We’re halfway through 2024, and already this year we’ve seen some of the largest and most damaging data breaches in recent history. And just when you think some of these hacks can’t get any worse, they actually do.
From the massive volumes of customer personal information scraped, stolen, and published online to the theft of medical data on most Americans, the worst data breaches of 2024 have already surpassed 1 billion stolen records and counting. to increase. These breaches not only affect people whose data has been irreparably exposed, but also embolden criminals who profit from their malicious cyberattacks.
Travel with us into the not-so-distant past to discover how some of the biggest security incidents of 2024 unfolded, their impact and, in some cases, how they could have been stopped.
Mysterious AT&T data leak exposed 73 million customer accounts
About three years after a hacker leaked a published sample of allegedly stolen AT&T customer data, a data breach broker in March dumped the entire cache of 73 million online customer records on a popular cybercrime forum for anyone to see. The published data included customers’ personal information, including their names, phone numbers and mailing addresses, along with some customers confirming their data was accurate.
But it wasn’t until a security researcher discovered that the exposed data contained encrypted passcodes used to access a customer’s AT&T account that the telecom giant took action. The security researcher told TechCrunch at the time that the encrypted passcodes could be easily cracked, putting some 7.6 million existing AT&T customer accounts at risk of hacking. AT&T Forces Reset of Customer Account PINs after TechCrunch alerted the company to the researcher’s findings.
A big mystery remains: AT&T still does not know how the data was leaked or where it came from.
Change Healthcare hackers stole medical data from ‘a substantial proportion’ of people in America
In 2022, the U.S. Justice Department sued health insurance giant UnitedHealth Group to block its attempted acquisition of health tech giant Change Healthcare, citing concerns that The deal would give the health care conglomerate broad access Half of Americans’ health insurance claims are due each year. The attempt to block the deal ultimately failed. Then, two years later, something much worse happened: Change Healthcare has been hacked by a prolific ransomware gang; its all-powerful banks of sensitive health data were stolen because one of the critical systems were not protected by multi-factor authentication.
The long period of downtime caused by the cyberattack lasted for weeks, causing widespread outages in hospitals, pharmacies and healthcare practices across the United States. But the consequences of the data breach are not yet fully felt, although the consequences for those affected are likely to be irreversible. UnitedHealth claims the stolen data – which he paid the pirates to get a copy — includes personal, medical and billing information on a “substantial proportion” of people in the USA.
UnitedHealth has not yet put a figure on how many people were affected by the breach. The health care giant’s chief executive, Andrew Witty, told lawmakers that The breach could affect about a third of Americansand potentially more. For now, it is simply How much Hundreds of millions of people in the United States are affected.
Synnovis ransomware attack caused widespread outages in London hospitals
A cyberattack in June on UK pathology lab Synnovis – a blood and tissue testing lab for hospitals and health services in the UK capital – caused widespread disruption to patient services for weeks.
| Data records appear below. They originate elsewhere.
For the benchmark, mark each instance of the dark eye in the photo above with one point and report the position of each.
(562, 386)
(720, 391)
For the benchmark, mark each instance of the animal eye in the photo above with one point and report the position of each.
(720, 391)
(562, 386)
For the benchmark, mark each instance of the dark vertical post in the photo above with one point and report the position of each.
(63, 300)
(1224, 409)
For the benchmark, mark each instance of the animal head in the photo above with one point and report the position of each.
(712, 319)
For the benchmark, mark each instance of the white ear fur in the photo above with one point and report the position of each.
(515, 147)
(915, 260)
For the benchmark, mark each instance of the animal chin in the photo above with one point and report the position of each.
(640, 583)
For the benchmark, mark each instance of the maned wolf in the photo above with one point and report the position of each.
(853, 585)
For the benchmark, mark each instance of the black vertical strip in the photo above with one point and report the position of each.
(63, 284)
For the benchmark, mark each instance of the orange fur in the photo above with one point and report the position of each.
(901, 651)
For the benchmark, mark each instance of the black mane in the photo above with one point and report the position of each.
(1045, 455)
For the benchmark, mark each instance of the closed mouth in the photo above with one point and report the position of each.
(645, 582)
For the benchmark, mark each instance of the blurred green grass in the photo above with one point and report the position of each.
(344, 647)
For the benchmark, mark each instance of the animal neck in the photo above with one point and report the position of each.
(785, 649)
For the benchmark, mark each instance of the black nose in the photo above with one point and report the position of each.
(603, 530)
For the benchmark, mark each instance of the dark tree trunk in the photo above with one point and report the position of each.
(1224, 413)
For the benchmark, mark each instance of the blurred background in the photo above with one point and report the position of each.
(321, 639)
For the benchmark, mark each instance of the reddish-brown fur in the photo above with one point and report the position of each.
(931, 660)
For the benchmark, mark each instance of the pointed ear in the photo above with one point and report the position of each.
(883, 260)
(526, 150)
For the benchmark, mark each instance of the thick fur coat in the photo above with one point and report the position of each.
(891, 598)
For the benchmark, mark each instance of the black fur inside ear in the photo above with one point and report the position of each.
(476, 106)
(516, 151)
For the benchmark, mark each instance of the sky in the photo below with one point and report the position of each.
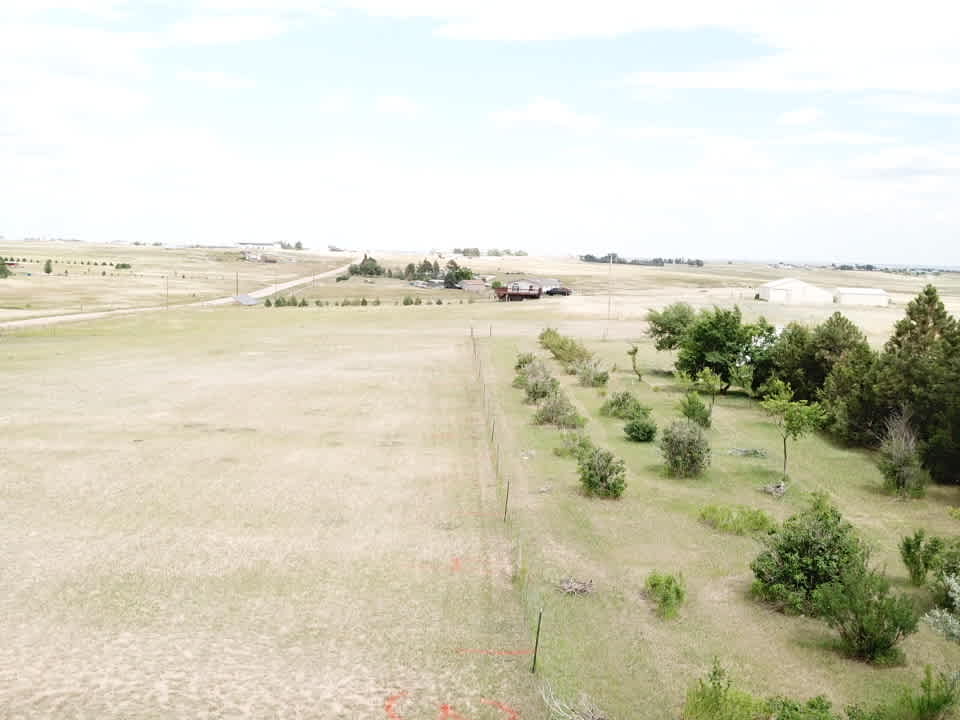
(811, 131)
Local National Health Service authorities that rely on the lab postponed thousands of operations and procedures following the hack, prompting the declaration of a critical incident in the UK healthcare sector.
A Russia-based ransomware gang has been blamed for the cyberattack, which saw the theft of data linked to some 300 million patient interactions The data was leaked a “significant number” of years ago. Much like the data breach at Change Healthcare, the consequences for those affected are likely to be significant and long-lasting.
Some of the data has already been published online in an attempt to extort the lab into paying a ransom. Synnovis is said to have refused to pay the pirates’ $50 million ransompreventing the gang from profiting from the hack but leaving the British government is scrambling to come up with a plan in case hackers put millions of health records online.
One of the NHS trusts which runs five hospitals in London affected by the outages would not have complied with data security standards as demanded by the UK Health Service in the years leading up to the June cyberattack on Synnovis.
Ticketmaster had 560 million records stolen in Snowflake hack
A series of data thefts by cloud data giant Snowflake quickly turned into one of the most significant breaches of the year, thanks to the large amounts of data stolen from its enterprise clients.
Cybercriminals have stolen hundreds of millions of customer data from some of the world’s biggest companies, including 560 million alleged records from Ticketmaster, 79 million Advance Auto Parts records And approximately 30 million TEG records – using stolen credentials data engineers with access to their employer’s Snowflake environments. For its part, Snowflake does not require (or impose) its customers to use the security feature, which protects against intrusions that rely on stolen or reused passwords.
Mandiant, an incident response company, said around 165 Snowflake customers had data stolen of their accounts, in some cases a “significant volume of customer data.” Only a handful of the 165 companies have so far confirmed that their environments were compromised, which also includes tens of thousands of employee records from Neiman Marcus And Bank of SantanderAnd millions of student records from the Los Angeles Unified School DistrictExpect lots of Snowflake customers to show up.